Les géants
Pour aller vers le canal il faut d'abord franchir le chemin de fer. L'ancienne ligne de Paris à Strasbourg a été rétrogradée en train « express » régional, ce qui signifie pour le dur de s'arrêter à peu près partout, au rythme banal d'un RER. Parfois un train de marchandises défile en hurlant, alors par précaution une passerelle a remplacé le passage à niveau. Sont ainsi évités des « incidents de voyageurs ».
La rencontre avec le canal de Chalifert, quand même le jour n'est pas encore tout à fait levé se fait sans encombre à condition de connaître un peu la physionomie du terrain car celui-ci, voué au fret contrairement à son faux jumeau le canal de l'Ourcq, dont l'unique rôle était l'adduction d'eau potable depuis la forêt de Retz, trace une presque parfaite ligne droite jusqu'à la Marne quand elle vient de quitter Meaux.
Au retour de cette marche dans l'heure dorée, et tandis que la première péniche se fait précéder d'un martèlement lointain dont on ne localise pas la provenance, à la faveur d'un angle de lumière particulier je remarque pour la première fois un amoncellement régulier de blocs de pierre au bord du lit et sous un pont. Elles dessinent la figure d'un géant pétrifié, invisible en temps ordinaire, sans secours oublié là. D'où venait-il, et pourquoi cette chute ?
Le jour d'avant, tandis que je remuais des souvenirs dans les profondeurs du disque dur à la recherche de photos de Beaubourg que je n'ai pas trouvées, je revoyais par contre (et aussi un peu par hasard) quelques images contemporaines prises lors d'un séjour en Grèce. En particulier, il y avait ces structures submergées dans le port du Pirée qui nous avaient tant intrigués.
Toujours « feuilletant » le catalogue, j'arrivais à cette côte dont je n'ai aucun souvenir. Paros ou Delos, peut-être, pendant le cabotage en mer Égée. En tout cas une de ces îles saturées de bleus qui servent désormais de bouée de sauvetage provisoire aux nombreux réfugiés qui ont eu la chance de ne pas périr auparavant, et qui seront ensuite le jouet d'un mécanisme diplomatique aussi glorieux que la négociation d'un quota de CO2.
Aujourd'hui, de l'autre côté du canal les forains se sont installés pour quelques jours, comme chaque année à la même époque.
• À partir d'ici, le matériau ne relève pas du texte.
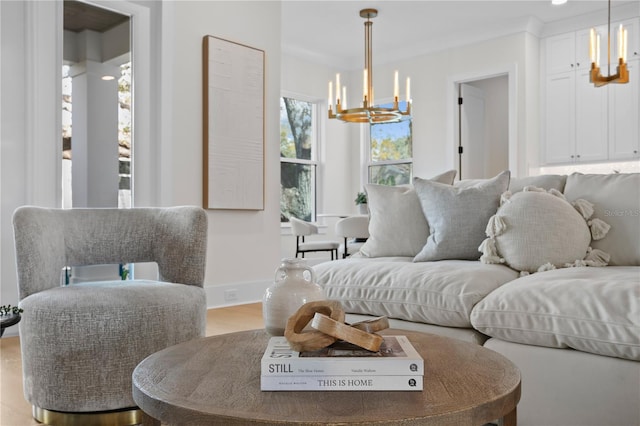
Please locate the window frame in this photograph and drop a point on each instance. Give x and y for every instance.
(366, 153)
(314, 162)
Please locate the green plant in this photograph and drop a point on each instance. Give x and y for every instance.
(361, 198)
(8, 309)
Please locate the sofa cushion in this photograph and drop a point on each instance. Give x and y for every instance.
(397, 226)
(616, 198)
(441, 293)
(547, 182)
(594, 310)
(457, 216)
(538, 230)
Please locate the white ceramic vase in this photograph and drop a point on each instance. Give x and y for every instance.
(293, 287)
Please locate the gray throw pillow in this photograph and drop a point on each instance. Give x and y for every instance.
(397, 226)
(458, 216)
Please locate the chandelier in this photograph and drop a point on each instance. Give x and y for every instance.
(368, 113)
(622, 74)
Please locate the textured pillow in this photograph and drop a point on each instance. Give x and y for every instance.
(535, 230)
(457, 216)
(589, 309)
(397, 226)
(616, 198)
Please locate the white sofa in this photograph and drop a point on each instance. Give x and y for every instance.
(574, 332)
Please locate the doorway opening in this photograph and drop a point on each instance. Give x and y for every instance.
(96, 107)
(484, 124)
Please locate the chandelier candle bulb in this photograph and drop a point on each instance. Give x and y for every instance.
(344, 97)
(592, 45)
(396, 87)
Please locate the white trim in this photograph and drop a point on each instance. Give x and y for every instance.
(165, 137)
(318, 152)
(248, 292)
(43, 92)
(511, 71)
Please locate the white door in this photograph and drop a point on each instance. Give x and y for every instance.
(472, 128)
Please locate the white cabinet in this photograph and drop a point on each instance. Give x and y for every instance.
(576, 119)
(560, 117)
(624, 124)
(584, 123)
(570, 52)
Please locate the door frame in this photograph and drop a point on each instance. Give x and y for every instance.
(510, 70)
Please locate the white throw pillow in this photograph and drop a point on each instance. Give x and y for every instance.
(536, 230)
(616, 198)
(397, 226)
(457, 216)
(543, 181)
(589, 309)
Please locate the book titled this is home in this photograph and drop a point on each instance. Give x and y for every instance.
(396, 357)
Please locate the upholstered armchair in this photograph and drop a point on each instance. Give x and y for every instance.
(81, 342)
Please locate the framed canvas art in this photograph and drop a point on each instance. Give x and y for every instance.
(233, 133)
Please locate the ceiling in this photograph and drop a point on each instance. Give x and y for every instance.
(80, 16)
(333, 31)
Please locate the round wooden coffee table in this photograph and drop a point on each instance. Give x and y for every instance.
(216, 380)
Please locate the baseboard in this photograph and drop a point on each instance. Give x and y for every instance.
(235, 294)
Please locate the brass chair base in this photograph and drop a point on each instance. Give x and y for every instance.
(125, 417)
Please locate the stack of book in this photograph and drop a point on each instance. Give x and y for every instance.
(342, 367)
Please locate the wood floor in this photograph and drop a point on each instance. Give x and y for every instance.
(15, 411)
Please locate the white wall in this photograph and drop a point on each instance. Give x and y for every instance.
(496, 136)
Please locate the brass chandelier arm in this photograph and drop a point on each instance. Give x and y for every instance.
(622, 74)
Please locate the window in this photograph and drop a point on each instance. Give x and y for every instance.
(391, 151)
(298, 159)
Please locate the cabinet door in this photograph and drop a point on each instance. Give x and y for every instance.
(591, 119)
(560, 53)
(560, 118)
(624, 110)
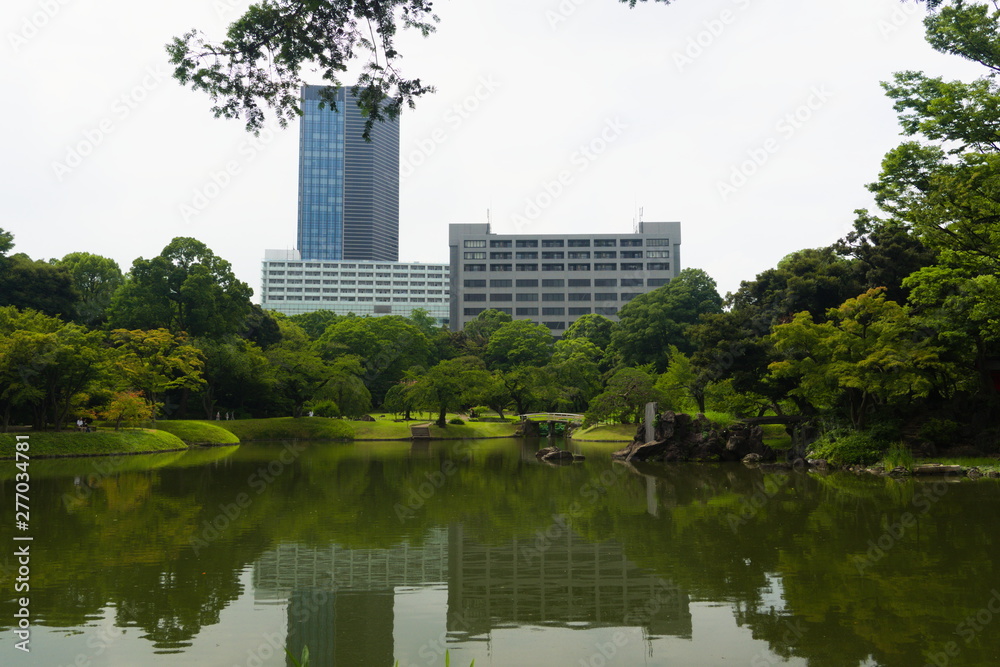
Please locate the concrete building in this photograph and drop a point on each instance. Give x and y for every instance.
(292, 285)
(553, 279)
(348, 188)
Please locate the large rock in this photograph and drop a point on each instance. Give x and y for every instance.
(680, 437)
(554, 454)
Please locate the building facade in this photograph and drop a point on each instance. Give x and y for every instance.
(293, 285)
(553, 279)
(348, 188)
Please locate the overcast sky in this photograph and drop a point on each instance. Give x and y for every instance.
(756, 124)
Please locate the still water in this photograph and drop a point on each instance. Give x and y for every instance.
(373, 553)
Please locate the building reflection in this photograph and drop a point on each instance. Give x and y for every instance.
(340, 600)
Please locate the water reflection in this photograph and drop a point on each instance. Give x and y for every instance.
(503, 559)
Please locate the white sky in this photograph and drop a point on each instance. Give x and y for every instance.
(92, 76)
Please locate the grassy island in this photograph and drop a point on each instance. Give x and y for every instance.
(97, 443)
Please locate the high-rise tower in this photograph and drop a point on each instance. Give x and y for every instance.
(348, 188)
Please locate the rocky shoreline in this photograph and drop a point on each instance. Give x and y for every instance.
(683, 438)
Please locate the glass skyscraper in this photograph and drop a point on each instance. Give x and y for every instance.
(348, 188)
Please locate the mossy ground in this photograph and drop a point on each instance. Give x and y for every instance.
(101, 441)
(197, 432)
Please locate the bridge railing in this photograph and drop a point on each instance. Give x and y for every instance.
(551, 416)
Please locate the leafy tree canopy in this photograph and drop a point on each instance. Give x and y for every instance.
(652, 322)
(595, 328)
(519, 343)
(184, 288)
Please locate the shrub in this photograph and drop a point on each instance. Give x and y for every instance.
(940, 431)
(898, 456)
(852, 448)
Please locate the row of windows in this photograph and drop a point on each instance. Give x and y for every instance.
(352, 290)
(573, 254)
(550, 312)
(351, 299)
(569, 243)
(398, 283)
(598, 266)
(549, 296)
(352, 274)
(563, 282)
(385, 267)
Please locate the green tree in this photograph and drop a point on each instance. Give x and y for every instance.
(316, 322)
(869, 354)
(156, 361)
(946, 183)
(346, 387)
(681, 385)
(961, 309)
(652, 322)
(46, 365)
(237, 376)
(519, 343)
(129, 407)
(184, 288)
(449, 385)
(260, 60)
(595, 328)
(574, 374)
(387, 346)
(96, 279)
(625, 397)
(300, 372)
(478, 331)
(27, 283)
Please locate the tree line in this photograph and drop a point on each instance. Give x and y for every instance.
(892, 329)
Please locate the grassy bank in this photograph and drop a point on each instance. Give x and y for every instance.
(287, 428)
(197, 432)
(102, 441)
(606, 433)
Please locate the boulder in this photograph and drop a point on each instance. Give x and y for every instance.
(553, 453)
(680, 437)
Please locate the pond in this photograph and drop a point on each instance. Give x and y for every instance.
(372, 553)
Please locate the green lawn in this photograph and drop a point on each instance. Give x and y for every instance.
(288, 428)
(473, 430)
(607, 432)
(382, 430)
(984, 464)
(198, 432)
(102, 441)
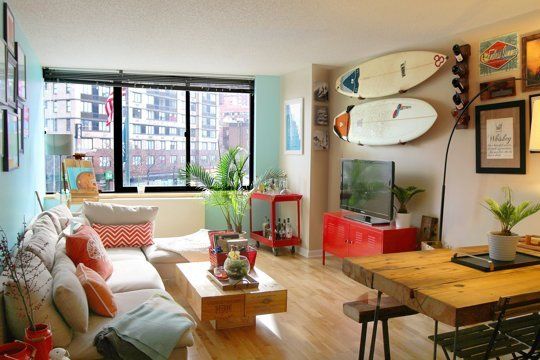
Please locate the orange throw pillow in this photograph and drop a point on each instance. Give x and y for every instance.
(86, 247)
(99, 295)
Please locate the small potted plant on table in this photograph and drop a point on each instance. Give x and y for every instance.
(404, 195)
(503, 244)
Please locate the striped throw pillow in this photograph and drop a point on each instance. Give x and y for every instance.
(135, 235)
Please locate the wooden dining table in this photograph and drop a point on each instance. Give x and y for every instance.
(430, 283)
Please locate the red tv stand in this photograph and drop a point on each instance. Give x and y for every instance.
(347, 238)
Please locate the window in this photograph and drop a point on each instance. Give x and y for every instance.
(145, 149)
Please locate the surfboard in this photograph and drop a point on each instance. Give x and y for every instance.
(389, 74)
(385, 122)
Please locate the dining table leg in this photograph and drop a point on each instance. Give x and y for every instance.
(435, 340)
(375, 320)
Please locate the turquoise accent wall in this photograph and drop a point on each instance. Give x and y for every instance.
(267, 140)
(17, 187)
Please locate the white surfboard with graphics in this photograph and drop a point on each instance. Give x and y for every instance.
(385, 122)
(389, 74)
La rumeur dépose déjà une couche sécuritaire, il est recommandé d'être prudent, de bien fermer portes et volets pendant son absence sinon gare à ses meubles, ses femmes et ses filles.
Je les aime, avec leur cœur qui bat vite dans les woofers et les tourbillons, et l'eau dormante est complice.
Mais la joie est factice,
ceux pour qui le mal est partout, ils fantasment à partir de leur propre défaite.
Le reflet de leurs caravanes montre bien la duplicité de ces gens-là...
RépondreSupprimer(Cela me fait penser au "camp" installé devant la prison de Loos-les-Lille : comme s'ils étaient ainsi rapprochés du seul lieu qui leur est un jour destiné.)
Les photos nocturnes s'ouvrent par bonheur sur les voyages libres offerts par les livres...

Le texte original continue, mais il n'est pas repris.